We were basically held hostage in our home by this crew, busy putting sealant on the outside of the window frame to stop future heavy rain and wind from making their way indoors. Which is a good thing. I don't want a repeat of the flood. But I wasn't about to leave them here alone so we could carry through with our plan of taking Michael out for another steak lunch to complete his beefy birthday weekend. We managed to get showered, dressed, eat French toast, and sit around until 2:00 p.m. when our trusted ayi (housekeeper) walked through the door. We left her in charge of making sure they didn't smoke or steal or die from a 38-story fall.
Instead of steak, we went out for Mexican at Cantina Agave. We're such regulars that the waitresses know our order without us actually having to give it. I did mention to our usual waitress that it was Michael's birthday.
|Michael doing the "China pose" at Cantina Agave.|
The street Cantina Agave is on is filled with restaurants. It's a child's dream because every one of them has a big playground jungle gym on their front lawns. As soon as our boys were done eating, they shot outside to play with all the other children. Michael and I finished eating as the dining room began to fill up. I excused myself and went to the ladies room, where the piped in mariachi music was uncomfortably loud.

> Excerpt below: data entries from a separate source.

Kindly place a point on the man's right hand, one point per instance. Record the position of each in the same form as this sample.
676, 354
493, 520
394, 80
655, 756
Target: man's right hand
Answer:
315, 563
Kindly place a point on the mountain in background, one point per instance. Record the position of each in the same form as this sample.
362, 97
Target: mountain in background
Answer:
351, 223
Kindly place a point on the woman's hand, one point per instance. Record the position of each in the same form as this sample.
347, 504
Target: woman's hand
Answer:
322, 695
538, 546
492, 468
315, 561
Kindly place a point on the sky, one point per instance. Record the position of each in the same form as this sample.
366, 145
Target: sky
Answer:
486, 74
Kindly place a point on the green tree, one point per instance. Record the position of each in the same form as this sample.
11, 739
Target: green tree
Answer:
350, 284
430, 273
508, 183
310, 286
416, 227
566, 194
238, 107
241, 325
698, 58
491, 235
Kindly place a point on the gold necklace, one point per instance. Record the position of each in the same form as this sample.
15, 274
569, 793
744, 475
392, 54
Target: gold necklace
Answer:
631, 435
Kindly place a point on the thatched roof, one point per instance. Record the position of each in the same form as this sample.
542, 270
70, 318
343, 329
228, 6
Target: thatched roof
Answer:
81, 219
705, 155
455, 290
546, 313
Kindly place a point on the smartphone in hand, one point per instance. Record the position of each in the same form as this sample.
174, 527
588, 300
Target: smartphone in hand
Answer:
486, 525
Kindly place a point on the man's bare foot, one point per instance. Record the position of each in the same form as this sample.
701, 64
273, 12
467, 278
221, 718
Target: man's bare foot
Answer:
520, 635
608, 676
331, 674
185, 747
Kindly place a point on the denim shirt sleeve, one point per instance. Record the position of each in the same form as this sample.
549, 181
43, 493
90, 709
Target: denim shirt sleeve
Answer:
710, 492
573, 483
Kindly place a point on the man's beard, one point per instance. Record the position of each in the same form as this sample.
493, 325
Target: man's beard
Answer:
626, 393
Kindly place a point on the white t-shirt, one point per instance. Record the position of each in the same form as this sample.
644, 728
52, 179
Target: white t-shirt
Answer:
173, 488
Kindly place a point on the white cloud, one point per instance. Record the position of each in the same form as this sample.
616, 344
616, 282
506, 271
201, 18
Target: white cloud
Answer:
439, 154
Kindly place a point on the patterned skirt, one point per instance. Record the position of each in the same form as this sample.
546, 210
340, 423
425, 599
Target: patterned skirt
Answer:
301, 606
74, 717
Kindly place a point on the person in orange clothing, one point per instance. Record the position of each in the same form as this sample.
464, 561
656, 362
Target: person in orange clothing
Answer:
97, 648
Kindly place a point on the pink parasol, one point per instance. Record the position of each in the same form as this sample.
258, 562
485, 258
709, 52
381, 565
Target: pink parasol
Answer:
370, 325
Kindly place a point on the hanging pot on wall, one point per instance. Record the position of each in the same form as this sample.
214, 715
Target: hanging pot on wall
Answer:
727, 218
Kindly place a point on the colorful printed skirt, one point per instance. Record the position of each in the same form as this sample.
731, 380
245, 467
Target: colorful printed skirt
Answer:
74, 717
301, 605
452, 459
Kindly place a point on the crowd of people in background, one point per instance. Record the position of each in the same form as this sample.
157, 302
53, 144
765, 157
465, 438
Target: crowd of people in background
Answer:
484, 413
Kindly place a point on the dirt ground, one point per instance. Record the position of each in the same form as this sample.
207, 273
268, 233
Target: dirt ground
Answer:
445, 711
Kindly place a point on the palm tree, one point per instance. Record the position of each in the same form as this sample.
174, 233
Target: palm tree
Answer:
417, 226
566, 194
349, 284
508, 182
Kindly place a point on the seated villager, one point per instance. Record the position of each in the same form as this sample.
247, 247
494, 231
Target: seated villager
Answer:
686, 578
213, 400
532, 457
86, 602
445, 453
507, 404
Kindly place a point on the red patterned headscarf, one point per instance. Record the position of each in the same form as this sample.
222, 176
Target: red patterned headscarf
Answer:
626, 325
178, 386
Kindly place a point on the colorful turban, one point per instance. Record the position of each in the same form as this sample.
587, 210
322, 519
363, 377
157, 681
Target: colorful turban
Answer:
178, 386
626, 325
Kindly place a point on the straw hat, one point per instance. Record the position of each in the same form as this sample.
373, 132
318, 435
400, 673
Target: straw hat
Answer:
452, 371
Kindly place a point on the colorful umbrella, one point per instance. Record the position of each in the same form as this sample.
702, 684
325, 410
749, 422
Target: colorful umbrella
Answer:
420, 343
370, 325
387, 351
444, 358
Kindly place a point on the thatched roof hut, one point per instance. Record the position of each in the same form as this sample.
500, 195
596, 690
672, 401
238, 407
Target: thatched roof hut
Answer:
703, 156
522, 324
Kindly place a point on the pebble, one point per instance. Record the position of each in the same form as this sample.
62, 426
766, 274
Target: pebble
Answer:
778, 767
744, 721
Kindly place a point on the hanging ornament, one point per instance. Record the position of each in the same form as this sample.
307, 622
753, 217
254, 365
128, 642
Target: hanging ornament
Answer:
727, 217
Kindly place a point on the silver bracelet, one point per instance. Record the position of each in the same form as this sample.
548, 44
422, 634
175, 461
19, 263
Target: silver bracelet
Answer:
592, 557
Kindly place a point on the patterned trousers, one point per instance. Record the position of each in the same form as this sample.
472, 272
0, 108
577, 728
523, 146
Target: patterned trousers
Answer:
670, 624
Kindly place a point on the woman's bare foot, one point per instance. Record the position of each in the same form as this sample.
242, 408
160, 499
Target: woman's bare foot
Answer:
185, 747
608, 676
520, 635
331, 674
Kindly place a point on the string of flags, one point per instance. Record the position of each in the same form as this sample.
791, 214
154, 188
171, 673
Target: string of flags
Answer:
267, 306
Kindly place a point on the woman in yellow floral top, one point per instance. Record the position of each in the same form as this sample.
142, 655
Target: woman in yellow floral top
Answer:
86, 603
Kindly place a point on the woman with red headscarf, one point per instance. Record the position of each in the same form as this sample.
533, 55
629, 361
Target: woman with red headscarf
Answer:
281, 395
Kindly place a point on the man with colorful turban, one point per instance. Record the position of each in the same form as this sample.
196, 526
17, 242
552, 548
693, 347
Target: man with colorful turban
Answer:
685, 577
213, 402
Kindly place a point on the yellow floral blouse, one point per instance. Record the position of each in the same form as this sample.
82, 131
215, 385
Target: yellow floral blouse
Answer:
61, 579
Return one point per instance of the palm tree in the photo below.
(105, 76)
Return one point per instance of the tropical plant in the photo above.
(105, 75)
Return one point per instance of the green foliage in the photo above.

Just when I thought I couldn't take it any longer, the music stopped. Whew! A moment later, it started back up, playing a full orchestra version of Happy Birthday. Oh no! I groaned and hurried out as fast as I could, to find Michael sitting all by himself, nervous smile on his face, a plate of flan in front of him, and the smell of burnt matches filling the air.
Before I go on, please know that Michael is very low key about his birthday. He hates it when we go out to eat and the waitstaff brings out cake and sings. I am very much the opposite. You cannot make too big a deal out of my birthday. So it's hard for me to restrain myself when it comes to celebrating Michael. And I knew as soon as I told our waitress about the birthday boy that there was a possibility that flan and singing might happen. But this is China. Maybe it wouldn't.
I sat down and started laughing hysterically. Michael joined me. We laughed until tears were rolling. He said that the entire restaurant staff came out to sing to him. The candle they lit for him was like a firework, spewing sparkling flames twenty inches in the air, making a loud sizzling noise. He said everyone in the place joined in with the singing and wished him a happy birthday. He noticed that two of the tables were actually filled with people we know. Everything that happened from the moment I left the table was straight out of my husband's nightmare. And the worst part, the part that keeps me laughing even now, was that he had to endure it all by himself! Michael never panics, and he is a very good sport, so despite any horror that was boiling up inside, I can just imagine him shrugging as the curious crowd in the Cantina joined in to sing while wondering why the poor guy was forced to celebrate alone.
We ended the evening back at the house with a family movie and strawberry cake. Oh my goodness, I do love this long-suffering man like crazy.